Whitmer Suggests Government Shutdown If No Big Gas Tax Hike

Democratic Governor challenges GOP legislature, my way on the highways

Gov. Gretchen Whitmer’s proposed 45-cent per gallon, $2.5 billion motor fuel tax increase has been represented as a plan to spend $2.5 billion more on roads. Bridge Magazine reported the plan would “increase state road funding by $2.5 billion by 2021.” The Small Business Association of Michigan said the plan would “raise $2.5 billion for roads.”

And the budget overview section of the governor’s recent executive budget presentation states, “This plan will generate $2.5 billion in new annual transportation revenue.”

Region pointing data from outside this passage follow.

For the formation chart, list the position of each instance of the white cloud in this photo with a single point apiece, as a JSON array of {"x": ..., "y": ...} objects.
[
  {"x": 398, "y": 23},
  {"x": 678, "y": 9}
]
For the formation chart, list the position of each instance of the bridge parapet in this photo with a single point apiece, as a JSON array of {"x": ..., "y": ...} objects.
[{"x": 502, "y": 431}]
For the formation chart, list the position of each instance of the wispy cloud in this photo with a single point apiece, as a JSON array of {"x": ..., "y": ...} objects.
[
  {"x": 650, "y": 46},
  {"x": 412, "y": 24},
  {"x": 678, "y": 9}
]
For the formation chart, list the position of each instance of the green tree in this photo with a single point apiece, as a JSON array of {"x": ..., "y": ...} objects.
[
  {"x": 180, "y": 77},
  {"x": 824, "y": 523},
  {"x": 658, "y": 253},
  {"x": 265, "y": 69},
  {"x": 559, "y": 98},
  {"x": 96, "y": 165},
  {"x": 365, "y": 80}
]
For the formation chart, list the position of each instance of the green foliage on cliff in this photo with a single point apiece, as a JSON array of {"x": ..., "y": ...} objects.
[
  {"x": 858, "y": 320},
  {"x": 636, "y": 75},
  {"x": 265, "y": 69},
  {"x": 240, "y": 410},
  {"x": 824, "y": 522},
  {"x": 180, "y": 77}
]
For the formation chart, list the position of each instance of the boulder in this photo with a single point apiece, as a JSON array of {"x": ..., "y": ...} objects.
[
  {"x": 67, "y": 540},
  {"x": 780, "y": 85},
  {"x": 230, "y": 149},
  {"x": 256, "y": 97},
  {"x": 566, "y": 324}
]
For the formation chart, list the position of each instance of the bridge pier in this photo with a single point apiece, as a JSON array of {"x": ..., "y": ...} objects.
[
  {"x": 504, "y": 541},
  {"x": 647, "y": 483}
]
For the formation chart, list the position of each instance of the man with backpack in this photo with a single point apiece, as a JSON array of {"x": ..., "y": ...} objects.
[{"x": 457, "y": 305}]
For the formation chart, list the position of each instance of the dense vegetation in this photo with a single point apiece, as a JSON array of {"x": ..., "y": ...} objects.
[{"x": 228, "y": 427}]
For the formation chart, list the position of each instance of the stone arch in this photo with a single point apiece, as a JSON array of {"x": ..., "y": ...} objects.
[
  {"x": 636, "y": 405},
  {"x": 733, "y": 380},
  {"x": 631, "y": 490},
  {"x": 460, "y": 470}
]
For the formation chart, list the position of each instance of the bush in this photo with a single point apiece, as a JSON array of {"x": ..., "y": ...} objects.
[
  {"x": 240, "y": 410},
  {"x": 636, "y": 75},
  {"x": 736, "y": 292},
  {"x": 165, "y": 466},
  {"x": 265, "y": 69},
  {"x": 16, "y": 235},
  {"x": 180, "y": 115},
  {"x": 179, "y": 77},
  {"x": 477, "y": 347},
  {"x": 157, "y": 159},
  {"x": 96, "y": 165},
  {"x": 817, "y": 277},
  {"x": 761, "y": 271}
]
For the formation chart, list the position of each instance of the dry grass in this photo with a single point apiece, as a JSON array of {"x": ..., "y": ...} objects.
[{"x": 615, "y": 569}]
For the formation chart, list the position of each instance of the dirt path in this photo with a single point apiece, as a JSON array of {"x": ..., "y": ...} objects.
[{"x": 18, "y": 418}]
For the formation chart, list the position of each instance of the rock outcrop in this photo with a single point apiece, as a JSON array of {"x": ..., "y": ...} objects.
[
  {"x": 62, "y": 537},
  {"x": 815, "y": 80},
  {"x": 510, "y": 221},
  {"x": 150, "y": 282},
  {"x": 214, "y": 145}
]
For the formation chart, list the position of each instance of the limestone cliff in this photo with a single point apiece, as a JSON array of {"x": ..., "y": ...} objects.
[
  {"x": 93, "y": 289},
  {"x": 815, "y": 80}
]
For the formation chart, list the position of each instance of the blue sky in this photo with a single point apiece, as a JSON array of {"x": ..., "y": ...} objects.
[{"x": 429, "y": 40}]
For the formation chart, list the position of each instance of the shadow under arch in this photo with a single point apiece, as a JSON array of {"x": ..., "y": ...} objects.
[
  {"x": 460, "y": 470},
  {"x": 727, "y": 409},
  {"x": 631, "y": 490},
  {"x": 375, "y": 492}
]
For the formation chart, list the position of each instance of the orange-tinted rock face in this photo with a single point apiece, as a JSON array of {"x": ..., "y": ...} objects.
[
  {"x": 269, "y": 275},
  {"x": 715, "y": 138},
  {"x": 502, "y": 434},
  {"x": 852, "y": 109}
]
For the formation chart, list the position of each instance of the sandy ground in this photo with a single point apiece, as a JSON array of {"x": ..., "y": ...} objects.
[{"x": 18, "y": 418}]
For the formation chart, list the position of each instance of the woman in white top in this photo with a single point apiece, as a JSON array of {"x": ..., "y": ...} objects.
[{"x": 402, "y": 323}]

What has not been widely reported is that just $1.9 billion of the $2.5 billion tax increase would go to road repairs. About $600 million of the tax hike, if enacted, would cover government spending that is unrelated to roads and transportation.

Whitmer’s executive budget recommendation for the next fiscal year proposes total state spending from all sources of $60.2 billion, up from $56.8 billion authorized in the final budget signed by her predecessor, Republican Rick Snyder.

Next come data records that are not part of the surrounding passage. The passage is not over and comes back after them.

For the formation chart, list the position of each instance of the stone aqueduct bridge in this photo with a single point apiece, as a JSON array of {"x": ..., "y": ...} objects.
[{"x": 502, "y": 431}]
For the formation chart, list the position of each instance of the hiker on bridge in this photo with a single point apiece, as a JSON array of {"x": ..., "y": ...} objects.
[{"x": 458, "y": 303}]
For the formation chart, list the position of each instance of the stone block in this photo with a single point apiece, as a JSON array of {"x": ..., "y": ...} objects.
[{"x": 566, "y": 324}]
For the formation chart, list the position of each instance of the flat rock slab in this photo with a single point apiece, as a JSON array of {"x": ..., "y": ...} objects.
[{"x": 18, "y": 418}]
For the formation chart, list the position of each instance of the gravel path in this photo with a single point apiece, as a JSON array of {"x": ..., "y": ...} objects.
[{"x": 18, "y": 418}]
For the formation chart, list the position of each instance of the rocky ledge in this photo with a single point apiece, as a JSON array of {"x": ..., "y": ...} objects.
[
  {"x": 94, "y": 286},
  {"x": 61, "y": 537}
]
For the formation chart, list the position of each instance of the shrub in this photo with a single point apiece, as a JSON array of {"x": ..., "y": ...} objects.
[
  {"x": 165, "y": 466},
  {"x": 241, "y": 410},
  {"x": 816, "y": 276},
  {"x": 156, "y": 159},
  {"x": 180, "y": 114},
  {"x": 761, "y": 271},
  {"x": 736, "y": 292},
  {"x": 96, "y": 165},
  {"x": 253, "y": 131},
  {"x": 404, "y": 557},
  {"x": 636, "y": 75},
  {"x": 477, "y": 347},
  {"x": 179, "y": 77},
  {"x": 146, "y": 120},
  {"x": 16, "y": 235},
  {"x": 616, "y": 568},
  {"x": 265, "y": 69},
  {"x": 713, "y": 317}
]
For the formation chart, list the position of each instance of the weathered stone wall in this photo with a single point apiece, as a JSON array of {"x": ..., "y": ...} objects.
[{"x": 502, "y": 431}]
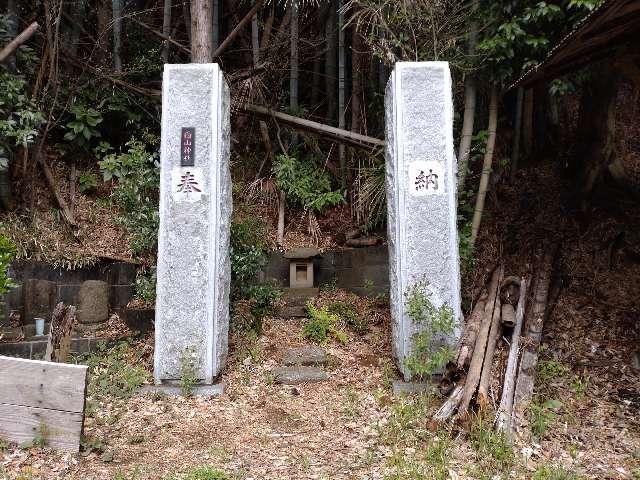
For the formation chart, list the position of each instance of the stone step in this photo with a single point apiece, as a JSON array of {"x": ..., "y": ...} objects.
[
  {"x": 293, "y": 311},
  {"x": 299, "y": 374},
  {"x": 307, "y": 356},
  {"x": 299, "y": 296}
]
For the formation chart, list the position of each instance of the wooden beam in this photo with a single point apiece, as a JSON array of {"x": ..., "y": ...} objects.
[
  {"x": 35, "y": 383},
  {"x": 336, "y": 134},
  {"x": 55, "y": 428},
  {"x": 19, "y": 40}
]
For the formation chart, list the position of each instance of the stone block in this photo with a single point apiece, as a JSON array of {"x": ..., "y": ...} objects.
[
  {"x": 39, "y": 298},
  {"x": 192, "y": 295},
  {"x": 299, "y": 374},
  {"x": 421, "y": 195},
  {"x": 307, "y": 356},
  {"x": 93, "y": 302}
]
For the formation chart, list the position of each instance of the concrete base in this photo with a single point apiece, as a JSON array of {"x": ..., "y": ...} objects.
[
  {"x": 175, "y": 390},
  {"x": 412, "y": 388}
]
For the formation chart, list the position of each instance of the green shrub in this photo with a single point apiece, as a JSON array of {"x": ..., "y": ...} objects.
[
  {"x": 7, "y": 254},
  {"x": 427, "y": 358},
  {"x": 87, "y": 182},
  {"x": 115, "y": 371},
  {"x": 305, "y": 184},
  {"x": 138, "y": 173},
  {"x": 321, "y": 325},
  {"x": 145, "y": 286}
]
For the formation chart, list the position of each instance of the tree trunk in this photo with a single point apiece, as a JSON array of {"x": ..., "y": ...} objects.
[
  {"x": 201, "y": 31},
  {"x": 596, "y": 127},
  {"x": 186, "y": 17},
  {"x": 255, "y": 40},
  {"x": 358, "y": 70},
  {"x": 517, "y": 132},
  {"x": 166, "y": 30},
  {"x": 294, "y": 69},
  {"x": 527, "y": 122},
  {"x": 330, "y": 63},
  {"x": 217, "y": 10},
  {"x": 503, "y": 422},
  {"x": 486, "y": 167},
  {"x": 470, "y": 95},
  {"x": 341, "y": 90},
  {"x": 117, "y": 35}
]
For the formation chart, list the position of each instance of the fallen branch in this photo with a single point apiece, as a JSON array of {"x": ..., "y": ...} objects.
[
  {"x": 13, "y": 45},
  {"x": 333, "y": 133},
  {"x": 503, "y": 422},
  {"x": 487, "y": 366},
  {"x": 471, "y": 328},
  {"x": 475, "y": 368},
  {"x": 51, "y": 182},
  {"x": 245, "y": 20},
  {"x": 449, "y": 407},
  {"x": 161, "y": 35}
]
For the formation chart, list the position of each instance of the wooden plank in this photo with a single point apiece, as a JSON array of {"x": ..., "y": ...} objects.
[
  {"x": 55, "y": 428},
  {"x": 34, "y": 383}
]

Whitmer justifies the motor fuel tax increase by saying she was elected by Michigan voters who want her to “fix the damn roads.” If passed and signed into law, the proposal would give Michigan the nation’s highest gas tax.

Fiscal analyst James Hohman at the Mackinac Center for Public Policy is one voice who has noted the discrepancy between how much the governor expects the tax hike to bring in and how much of that she plans to use on road repairs.

“Whitmer is insisting she needs $2.5 billion in higher gas tax revenue, but only wants $1.9 billion more in additional road funding, and that is worth pointing out,” Hohman said in an email. “It looks like the governor wants more money in government and is trying to use the roads to leverage it.”

Hohman added, “The 2020 state budget already contains a ‘road funding piece’: An income tax earmark to road repairs is scheduled to increase from $264 million to $468 million.”

This refers to a law enacted alongside the last gas and diesel tax hike in 2015, which raised these taxes by 7 cents per gallon and 11 cents per gallon, respectively, to 26.3 cents per gallon tax on both fuels. Then-House Speaker Kevin Cotter insisted that the state government, and not just taxpayers, shares some of the burden of reprioritizing more resources to road repairs. The result was the income tax earmark from general government spending to road repairs, which, starting in October 2020, rises to $600 million annually.

The governor’s proposed gas tax hike has not gone over well with Republican lawmakers, nor has Whitmer’s statement that she won’t sign a new budget without one. Senate Majority Leader Mike Shirkey, R-Clarklake, says they’re two separate issues.

While it is too early in the process to start talking about a year-end budget impasse, Whitmer is using language that suggests this is possible.

“They want honesty in budgeting, and they want real solutions, not half-measures and shell games. And that’s exactly what I put on the table,” said the governor in a MIRS News podcast last week, during which she also reiterated that she would not to sign a budget that doesn’t include a comprehensive road funding solution.

Shirkey’s press secretary, Amber McCann, responded to Whitmer’s accusations in a statement to MIRS News. "She’s in luck. There’s an entire Department of Transportation portion of the budget."

House Speaker Lee Chatfield, R-Levering, agrees that passing an annual budget and devising a long-term solution to road repair funding are two separate issues.

“We are currently spending a record amount on roads and are serious about further investing the right amount to fix the problem. But if that doesn’t qualify as a fix, I could put her gas tax hike on the board and watch it fail,” Chatfield said in a statement to The Detroit News.

Whitmer’s office did not return requests for comment.